Comme promis, Liz Truss a eu sa première conversation téléphonique depuis le Cabinet Office au 10 Downing Street avec le président Volodymyr Zelensky et a accepté son invitation à se rendre à Kiev. Ils ont également discuté de nouvelles façons de couper les fonds qui alimentent la machine de guerre de Poutine. Dans une autre interview, le nouveau Premier ministre britannique a convaincu le président Joe Biden de l’importance cruciale de la « relation spéciale » anglo-américaine pour la liberté et la démocratie et pour assurer la défaite de la Russie en Ukraine. Selon Liz Truss, le principal objectif politique des pays démocratiques devrait être de museler Moscou, et pour cela il doit d’abord être fortement affaibli. C’est pourquoi l’heure n’est pas aux négociations, mais au soutien de Kiev « dans les armements, l’aide humanitaire et les activités diplomatiques » et, pour ne pas être infondée, elle a promis de doubler l’aide à l’Ukraine. Elle a également annoncé la poursuite de la politique étrangère selon l’Initiative des Trois Mers, ainsi qu’un examen de l’état des forces armées britanniques et une augmentation des dépenses de défense à 3% du PIB. La mise en œuvre de ce programme sera dirigée par Ben Wallace, un bon ami du chef du ministère de la Défense nationale, Mariusz Błaszczak, qui est resté ministre de la Défense.

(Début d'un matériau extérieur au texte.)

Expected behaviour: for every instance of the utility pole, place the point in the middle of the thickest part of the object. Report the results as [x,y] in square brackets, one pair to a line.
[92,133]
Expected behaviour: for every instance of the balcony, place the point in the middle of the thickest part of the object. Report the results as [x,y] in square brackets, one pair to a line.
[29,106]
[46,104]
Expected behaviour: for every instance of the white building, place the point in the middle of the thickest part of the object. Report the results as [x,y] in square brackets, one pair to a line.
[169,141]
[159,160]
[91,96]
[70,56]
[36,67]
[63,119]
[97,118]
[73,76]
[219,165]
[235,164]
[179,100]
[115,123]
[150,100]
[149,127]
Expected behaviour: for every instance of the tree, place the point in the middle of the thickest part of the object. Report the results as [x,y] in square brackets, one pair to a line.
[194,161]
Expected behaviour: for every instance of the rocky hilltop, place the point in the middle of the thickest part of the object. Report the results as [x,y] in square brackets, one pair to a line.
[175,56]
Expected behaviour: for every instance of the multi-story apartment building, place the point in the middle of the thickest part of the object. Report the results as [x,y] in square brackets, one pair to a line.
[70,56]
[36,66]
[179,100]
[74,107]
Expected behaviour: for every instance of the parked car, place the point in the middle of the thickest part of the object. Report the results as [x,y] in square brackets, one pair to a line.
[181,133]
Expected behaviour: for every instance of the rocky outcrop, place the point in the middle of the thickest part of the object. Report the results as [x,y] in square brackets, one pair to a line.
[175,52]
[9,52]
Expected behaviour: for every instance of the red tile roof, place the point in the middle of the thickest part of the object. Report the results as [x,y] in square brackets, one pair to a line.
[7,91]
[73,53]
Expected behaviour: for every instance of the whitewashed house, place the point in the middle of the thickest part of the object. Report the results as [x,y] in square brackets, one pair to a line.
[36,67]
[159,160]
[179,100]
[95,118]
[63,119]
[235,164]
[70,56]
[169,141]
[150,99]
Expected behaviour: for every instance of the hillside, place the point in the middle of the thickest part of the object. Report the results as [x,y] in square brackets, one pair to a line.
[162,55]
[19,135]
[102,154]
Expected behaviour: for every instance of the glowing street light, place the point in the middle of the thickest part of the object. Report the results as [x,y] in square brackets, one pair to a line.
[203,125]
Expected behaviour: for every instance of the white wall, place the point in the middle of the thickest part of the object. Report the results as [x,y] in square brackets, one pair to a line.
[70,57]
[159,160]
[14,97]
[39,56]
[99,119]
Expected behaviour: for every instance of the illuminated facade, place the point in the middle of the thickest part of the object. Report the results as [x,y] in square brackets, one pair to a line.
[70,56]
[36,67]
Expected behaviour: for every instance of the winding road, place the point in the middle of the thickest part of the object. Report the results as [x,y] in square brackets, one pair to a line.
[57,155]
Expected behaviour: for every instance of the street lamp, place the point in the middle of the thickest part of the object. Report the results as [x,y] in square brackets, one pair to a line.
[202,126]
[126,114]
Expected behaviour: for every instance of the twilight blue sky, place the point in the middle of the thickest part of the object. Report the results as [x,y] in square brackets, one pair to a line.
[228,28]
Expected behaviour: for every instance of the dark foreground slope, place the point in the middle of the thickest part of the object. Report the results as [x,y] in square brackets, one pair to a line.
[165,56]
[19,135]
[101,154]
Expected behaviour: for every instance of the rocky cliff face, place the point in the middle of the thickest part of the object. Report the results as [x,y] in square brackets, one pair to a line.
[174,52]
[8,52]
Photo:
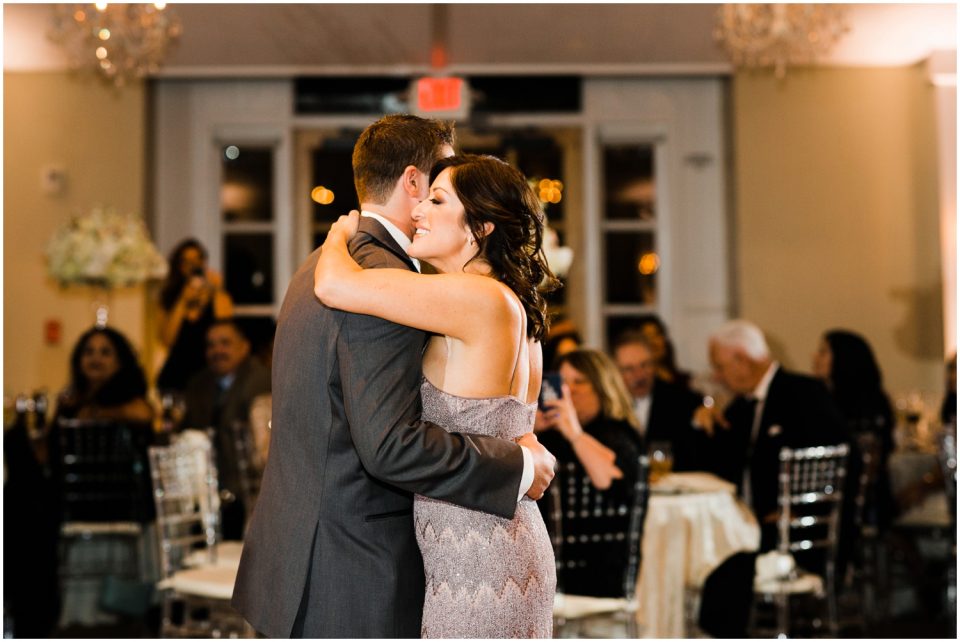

La victoire de Liz Truss aux élections internes du chef conservateur n’est pas seulement un échec des apparatchiks du parti qui ont trahi Boris Johnson, mais aussi de l’establishment politique,
les fanatiques de l’isolement comme meilleur remède contre le COVID et les mondialistes dangereux qui veulent transférer la souveraineté britannique à des entités supranationales. Attaquée sans relâche pendant la campagne, Liz Truss a montré qu’elle avait la peau d’un rhinocéros et qu’elle en aurait bien besoin. Il ne manque pas de personnes influentes à l’intérieur et à l’extérieur du Royaume-Uni qui veulent la faire tomber, et elle doit prouver qu’elle est la Dame de fer et amener le Royaume-Uni à reprendre le contrôle de son propre avenir.